WFP provides cash assistance for 30,000 people vulnerable to flood in Bangladesh
The UN World Food Programme (WFP), in support of Bangladesh government's emergency response, has dispatched cash assistance to communities at risk of monsoon flooding in northern Bangladesh.
A total of 6,000 vulnerable households (app. 30,000 people) living within the flood zone -- including those headed by people with disabilities, the elderly and women -- received Tk 4,500 per household through the bKash mobile banking system that will help them prepare for the looming disaster.
The funding was provided by the Korea International Cooperation Agency and the Federal Foreign Office of Germany, said WFP in a statement today.

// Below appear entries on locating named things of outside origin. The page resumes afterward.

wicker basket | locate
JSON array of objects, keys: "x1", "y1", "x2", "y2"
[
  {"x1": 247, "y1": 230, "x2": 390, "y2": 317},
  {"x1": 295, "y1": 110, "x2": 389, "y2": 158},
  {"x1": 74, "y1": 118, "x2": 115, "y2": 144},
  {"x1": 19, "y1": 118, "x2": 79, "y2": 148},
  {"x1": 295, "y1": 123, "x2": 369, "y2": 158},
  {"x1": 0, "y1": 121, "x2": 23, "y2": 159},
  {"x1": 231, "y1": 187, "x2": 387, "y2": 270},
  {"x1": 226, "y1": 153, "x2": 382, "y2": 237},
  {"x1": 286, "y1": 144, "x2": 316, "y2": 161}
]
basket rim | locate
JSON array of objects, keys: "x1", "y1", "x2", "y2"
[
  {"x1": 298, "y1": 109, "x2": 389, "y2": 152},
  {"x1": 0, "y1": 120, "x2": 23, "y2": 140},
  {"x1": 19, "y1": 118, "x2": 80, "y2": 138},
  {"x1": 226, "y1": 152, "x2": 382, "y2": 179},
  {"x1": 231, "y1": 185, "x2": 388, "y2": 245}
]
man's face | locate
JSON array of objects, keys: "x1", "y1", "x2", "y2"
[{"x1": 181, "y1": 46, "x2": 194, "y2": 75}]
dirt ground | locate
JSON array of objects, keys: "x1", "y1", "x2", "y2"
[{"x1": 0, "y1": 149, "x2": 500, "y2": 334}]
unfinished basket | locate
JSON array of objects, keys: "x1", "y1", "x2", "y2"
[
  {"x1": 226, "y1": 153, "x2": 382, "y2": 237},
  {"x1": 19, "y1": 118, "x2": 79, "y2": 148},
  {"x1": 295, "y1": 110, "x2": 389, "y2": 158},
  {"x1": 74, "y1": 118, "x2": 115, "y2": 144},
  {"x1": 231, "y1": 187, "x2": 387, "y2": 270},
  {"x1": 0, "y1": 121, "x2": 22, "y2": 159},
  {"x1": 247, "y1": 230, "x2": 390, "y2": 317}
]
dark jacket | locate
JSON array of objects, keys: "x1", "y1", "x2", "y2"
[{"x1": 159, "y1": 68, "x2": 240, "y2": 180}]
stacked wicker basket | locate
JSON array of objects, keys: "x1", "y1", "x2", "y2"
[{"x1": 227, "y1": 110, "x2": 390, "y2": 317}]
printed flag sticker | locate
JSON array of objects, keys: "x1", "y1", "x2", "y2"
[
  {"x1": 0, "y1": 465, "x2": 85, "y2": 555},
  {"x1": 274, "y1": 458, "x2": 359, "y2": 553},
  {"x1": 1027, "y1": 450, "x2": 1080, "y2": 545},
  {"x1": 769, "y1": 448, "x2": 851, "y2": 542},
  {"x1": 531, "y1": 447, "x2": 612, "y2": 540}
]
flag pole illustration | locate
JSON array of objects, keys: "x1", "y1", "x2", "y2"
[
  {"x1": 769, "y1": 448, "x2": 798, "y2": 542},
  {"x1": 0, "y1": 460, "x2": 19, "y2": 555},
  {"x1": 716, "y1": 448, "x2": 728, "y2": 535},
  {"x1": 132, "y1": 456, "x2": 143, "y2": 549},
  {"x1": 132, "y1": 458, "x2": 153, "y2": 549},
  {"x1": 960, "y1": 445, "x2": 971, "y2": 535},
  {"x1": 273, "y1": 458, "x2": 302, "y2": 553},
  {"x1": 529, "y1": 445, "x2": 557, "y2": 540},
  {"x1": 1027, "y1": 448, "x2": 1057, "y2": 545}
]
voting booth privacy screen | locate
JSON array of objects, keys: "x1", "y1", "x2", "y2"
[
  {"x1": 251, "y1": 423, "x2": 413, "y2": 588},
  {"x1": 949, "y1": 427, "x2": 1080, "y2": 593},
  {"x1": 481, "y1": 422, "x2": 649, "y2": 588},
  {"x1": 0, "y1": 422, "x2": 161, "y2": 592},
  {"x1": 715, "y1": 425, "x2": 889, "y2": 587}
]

"By offering an infusion of cash prior to the floodwaters actually reaching communities, vulnerable families now have the flexibility to purchase food or other basic relief items and make plans to move themselves and their livestock out of harm's way," said Richard Ragan, WFP country director in Bangladesh.
During the monsoon last year, WFP provided cash assistance through its Forecast-based Financing Programme to 4,500 households. The transfers were made to the most senior women of the household, and arrived three days ahead of the floods, enabling them to prepare, including buying food and transporting family members and livestock to safer places.
Forecast-based financing is an innovative mechanism through which early preparedness and community-level actions are pre-planned based on credible meteorological forecasts.
"It is funded and implemented before the disaster strikes, helping minimise losses and damage caused by climate-related hazards, and reducing the need for humanitarian assistance in their aftermath," WFP statement added.